At Mysti’s Adult & Family Services, we provide these services across Monterey, Santa Cruz, San Benito, Merced, Contra Costa, and Los Angeles counties. This work is operational, not theoretical. It requires clinical staffing, compliance infrastructure, facilities, and constant coordination across housing, healthcare, and social service systems that were never designed to operate seamlessly.


That reality came into sharp focus in Monterey County, where we made the difficult decision to close a Community Supports–funded shelter.

The shelter did not close because the need disappeared. It closed because reimbursement rates failed to keep pace with the real cost of operating a medically safe, compliant, and humane program. During operations, dozens of individuals stabilized with us—many transitioning to permanent housing, long-term care facilities, or reconnecting with family. These outcomes mattered.


But Community Supports shelters must meet medical safety standards, habitability and building code requirements, staffing ratios, and regulatory oversight. As labor, insurance, utilities, food, and compliance costs rose, funding did not. Continuing would have required compromising standards or placing the organization at financial risk. Neither option was responsible.


At the same time, a different but related problem persists elsewhere.
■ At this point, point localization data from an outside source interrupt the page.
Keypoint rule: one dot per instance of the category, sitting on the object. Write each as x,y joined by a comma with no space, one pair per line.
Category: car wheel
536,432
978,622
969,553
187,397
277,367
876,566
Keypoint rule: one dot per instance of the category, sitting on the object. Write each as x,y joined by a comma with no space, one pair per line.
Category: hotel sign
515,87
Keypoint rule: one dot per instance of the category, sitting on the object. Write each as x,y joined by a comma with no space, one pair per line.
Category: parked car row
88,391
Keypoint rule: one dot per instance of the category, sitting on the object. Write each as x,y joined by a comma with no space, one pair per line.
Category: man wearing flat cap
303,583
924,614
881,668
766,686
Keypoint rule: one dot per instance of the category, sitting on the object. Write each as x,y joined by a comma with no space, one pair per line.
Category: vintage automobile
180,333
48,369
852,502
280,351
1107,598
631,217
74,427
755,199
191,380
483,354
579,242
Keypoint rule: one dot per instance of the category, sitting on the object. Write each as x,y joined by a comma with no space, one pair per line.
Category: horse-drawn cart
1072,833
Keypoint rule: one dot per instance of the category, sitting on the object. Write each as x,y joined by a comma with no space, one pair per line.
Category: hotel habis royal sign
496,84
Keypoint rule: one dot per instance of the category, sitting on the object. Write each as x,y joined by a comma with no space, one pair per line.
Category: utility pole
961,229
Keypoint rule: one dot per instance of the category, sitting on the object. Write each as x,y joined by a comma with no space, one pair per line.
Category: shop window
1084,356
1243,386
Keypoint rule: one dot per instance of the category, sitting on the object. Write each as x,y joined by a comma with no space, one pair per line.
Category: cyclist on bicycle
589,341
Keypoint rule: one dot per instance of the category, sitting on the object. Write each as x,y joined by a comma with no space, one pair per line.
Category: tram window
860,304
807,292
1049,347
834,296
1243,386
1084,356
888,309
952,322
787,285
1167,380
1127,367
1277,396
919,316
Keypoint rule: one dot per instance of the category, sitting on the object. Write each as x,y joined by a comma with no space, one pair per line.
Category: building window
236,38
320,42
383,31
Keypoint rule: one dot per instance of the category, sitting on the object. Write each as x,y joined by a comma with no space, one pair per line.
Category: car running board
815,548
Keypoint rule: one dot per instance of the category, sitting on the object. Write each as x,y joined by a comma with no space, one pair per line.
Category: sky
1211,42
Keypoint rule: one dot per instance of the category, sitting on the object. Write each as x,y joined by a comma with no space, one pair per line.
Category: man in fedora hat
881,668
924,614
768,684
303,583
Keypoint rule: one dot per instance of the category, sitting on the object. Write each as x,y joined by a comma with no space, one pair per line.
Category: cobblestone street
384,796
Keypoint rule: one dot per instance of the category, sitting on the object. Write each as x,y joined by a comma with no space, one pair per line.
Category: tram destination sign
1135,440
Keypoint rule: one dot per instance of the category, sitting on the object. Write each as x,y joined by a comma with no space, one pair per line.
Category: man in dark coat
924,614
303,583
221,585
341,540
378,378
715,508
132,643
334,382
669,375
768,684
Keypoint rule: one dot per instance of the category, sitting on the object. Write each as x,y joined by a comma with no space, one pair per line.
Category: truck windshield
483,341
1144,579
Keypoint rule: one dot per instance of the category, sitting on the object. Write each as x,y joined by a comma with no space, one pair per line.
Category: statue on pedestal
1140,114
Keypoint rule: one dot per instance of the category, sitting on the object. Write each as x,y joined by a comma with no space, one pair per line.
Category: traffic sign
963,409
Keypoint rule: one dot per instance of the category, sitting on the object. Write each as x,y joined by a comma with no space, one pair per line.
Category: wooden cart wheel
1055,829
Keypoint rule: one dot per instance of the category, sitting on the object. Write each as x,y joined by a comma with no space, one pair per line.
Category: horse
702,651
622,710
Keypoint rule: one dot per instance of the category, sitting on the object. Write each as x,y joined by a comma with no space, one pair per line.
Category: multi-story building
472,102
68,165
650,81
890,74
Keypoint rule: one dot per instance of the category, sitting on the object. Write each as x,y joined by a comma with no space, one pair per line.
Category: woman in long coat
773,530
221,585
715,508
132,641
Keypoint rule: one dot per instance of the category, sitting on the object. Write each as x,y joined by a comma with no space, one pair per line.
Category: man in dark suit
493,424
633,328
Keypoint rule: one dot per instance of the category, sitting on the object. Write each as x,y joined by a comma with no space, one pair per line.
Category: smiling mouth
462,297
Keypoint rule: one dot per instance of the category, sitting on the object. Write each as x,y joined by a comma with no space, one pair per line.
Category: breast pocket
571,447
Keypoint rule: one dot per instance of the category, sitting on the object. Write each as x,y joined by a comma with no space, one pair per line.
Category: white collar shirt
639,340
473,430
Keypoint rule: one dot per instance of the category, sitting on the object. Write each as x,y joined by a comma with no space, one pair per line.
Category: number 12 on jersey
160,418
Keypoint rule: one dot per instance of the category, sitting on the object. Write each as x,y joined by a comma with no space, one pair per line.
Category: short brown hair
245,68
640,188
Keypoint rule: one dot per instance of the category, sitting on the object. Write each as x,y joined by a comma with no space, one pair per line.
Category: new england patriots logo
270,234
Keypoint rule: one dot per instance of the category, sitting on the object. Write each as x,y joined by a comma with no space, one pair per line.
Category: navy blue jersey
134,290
In Contra Costa County, Mysti’s has active contracts and continues to provide ECM and Community Health Worker services. However, we do not have contracts for recuperative care or short-term post-acute placements—despite securing CA PATH grant funding to support the staffing required for those services.


The result is a paradox many providers recognize: capacity exists, staff are funded, and facilities are available—but without MCP authorization and contracting, services cannot be activated without placing the provider at financial risk.


This is not a readiness issue. It is a trust and alignment gap.


CalAIM asks CBOs to operate at the intersection of housing, healthcare, and social services—often absorbing the operational risk of system fragmentation.


Yet rates frequently fail to reflect true operating costs, contracting lags behind provider readiness, and responsible providers are penalized for refusing to subsidize underfunded care.


When community-based providers are forced to choose between mission and sustainability, the system itself becomes fragile.


If California is serious about CalAIM’s success, changes are necessary:


First, establish sustainable statewide rate adequacy that reflects the real cost of compliant, medically appropriate care.


Second, treat community-based providers as implementation partners—not stopgaps.


Third, stop shifting financial risk to organizations that do the work correctly.


This is not a call for blame. It is a call for alignment.


CalAIM’s vision is right. But vision alone does not stabilize housing, protect patient safety, or retain staff. Community-based providers are making CalAIM real every day. The system must now meet them halfway.